Sevimli bir meydan Cami, köy kahvesi bakkal ve cafe'lerden oluşuyor. Köy kahvesinde çayımızı içip sesizliğin tadını çıkarıyoruz. O kadar huzurluki İstanbulu bırakıp burayamı yeleşsek geyiği yapıyoruz. Bu yaşlarda sıkılabileceğimiz ama emeklilikte düşünülebileceği kararına varıyoruz :)



Akşam yemeğinde bir gün öncenin tersine hepimiz çok açtık Yemekler bir gece önceki gibi çok kaliteli ve lezzetliydi.
TV odasına iniyoruz. Otelin odalarına özellkle TV konulmamış. Sanırım daha önce TV odası atranç oynamak veya kitap okumak için kullanılıyormuş ama bizim gibi dizikolikler için bir TV koymuşlar. Oturduk ama ırmak'ın çok uykusu olduğu için dizilerden vazgeçtik. Irmak uyuduktan sonra ise şöminenin yanında kitap ,sohbet ve bitki çayı keyfi yaparak 2. günüde bitirdik.


Salı, Nisan 10, 2007

KAZDAĞLARI-MANİCİ KASRI ( 1.gün)







Uzun zamadır kazdağları'na gitmeyi istiyorduk. Sonunda 2 gün izin almayı başardık.Perşembe sabahı yola çıktık. Feribotla bandırmaya geçtikten sonra Balıkesir üzerinden kazdağları'nın yolunu tuttuk. Şansımıza bütün kış yağmayan yağmur bütün şiddetiyle yağıyordu.Susurluk ulusoy tesislerinde ara verdik.Uzunnn bir ara ......2 saat kadar ......Çiğ börek yedik ve alışveriş yaptık.Sonra balıkesir.....










Balıkesir burak'ın memleketi......Irmak ve benimde kütüğümde bu şirin ilde :) Sonrası edremid , altınoluk,akçay ve küçükkuyu. Saat 15.00 olmuş inanılır gibi değil 7'de yola çıkmıştık.Buralar yazlık mekanlar olduğu için fazla hareket yok ,çoğu dükkan kapalı. Küçük kuyunun sahiline gidiyoruz. Gözümüzün kestiği bir yerde balık yemek için. Tam isabet herşey muhteşemdi. Deniz levreği, deniz çipurası, balık çorbası,yengeç salata, kalamar salata ve içecekler için 52 YL ödüyoruz.

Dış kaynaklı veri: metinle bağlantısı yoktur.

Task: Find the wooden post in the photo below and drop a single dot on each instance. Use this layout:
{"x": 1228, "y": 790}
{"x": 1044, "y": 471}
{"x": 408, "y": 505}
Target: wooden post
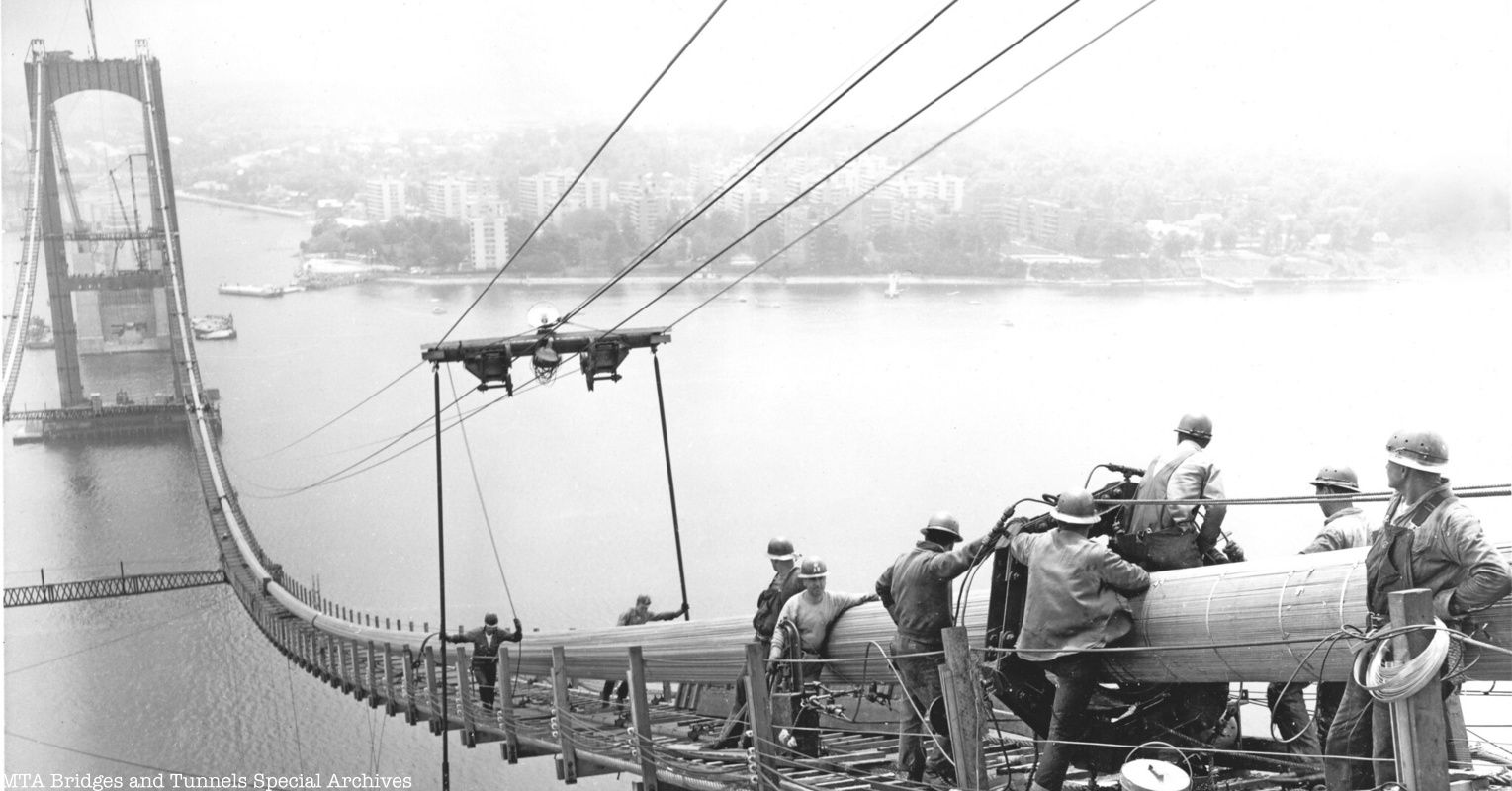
{"x": 391, "y": 700}
{"x": 759, "y": 707}
{"x": 642, "y": 716}
{"x": 372, "y": 674}
{"x": 410, "y": 684}
{"x": 1418, "y": 720}
{"x": 503, "y": 697}
{"x": 563, "y": 711}
{"x": 434, "y": 691}
{"x": 465, "y": 700}
{"x": 963, "y": 705}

Alp Balık Evi..........Şiddetle tavsiye ediyorum. Yemekle birlikte getirilen zeytinlerden çıkarken alıyoruz. Şimdi daha çok almadığımız için pişmanım..................






Otelimiz küçük kuyuya 2 km uzaklıkta yeşilyurt köyünde "Manici Kasrı" .Küçükkuyuda otel ararken internten bulduğum bu butik otel bence köyün en güzel oteliydi. Arkadaşlarıma gitmezsem çıldırırım demiştim....Gittiğimizde çok haklı oluğumu anladım. Çok özenli bir işletme ve çok güzel bir ortam.........























Manici kasrı eski bir Zeytinyağı fabrikası üzerine kurulmuş.Klasik mobilyalarla döşenmiş ,bütün odalarında şömine yanan bir otel. Toplam 10 oda var ve odalarda ,oturma,TV salonlarında onlarca klasiK kitap var. Benim tavsiyem romantik bir ortam çocuksuz gitmek lazım. Biz ırmakla olmaktan şikayetçi olmadık ama çokta kafa dinledik diyemeyiz....





















Otele yerleşiyoruz.Odamızın 1. katta olması bizim için çok avantajlı oldu. Irmak uyuduktan sonra bizde oturma odasında oturup sohbet edebildik. Yağmurun sesi camlara vururken,şöminenin ateşine bakarak şefin özel tarifi naneli adaçayını içmek çok zevkliydi.
























Irmak hanım yolda çok yorulduğu için rahat yatağı görünce hemen üstüne atladı. Biraz dinlendikten ve etrafı gezdikten sonra akşam yemeği için hazırlandık. Yemek gerçektende şaşırtıcı derecede güzeldi. Menü ıspanak çorbası, fırında et,zeytinyağlılar ve tatlıdan oluşuyordu.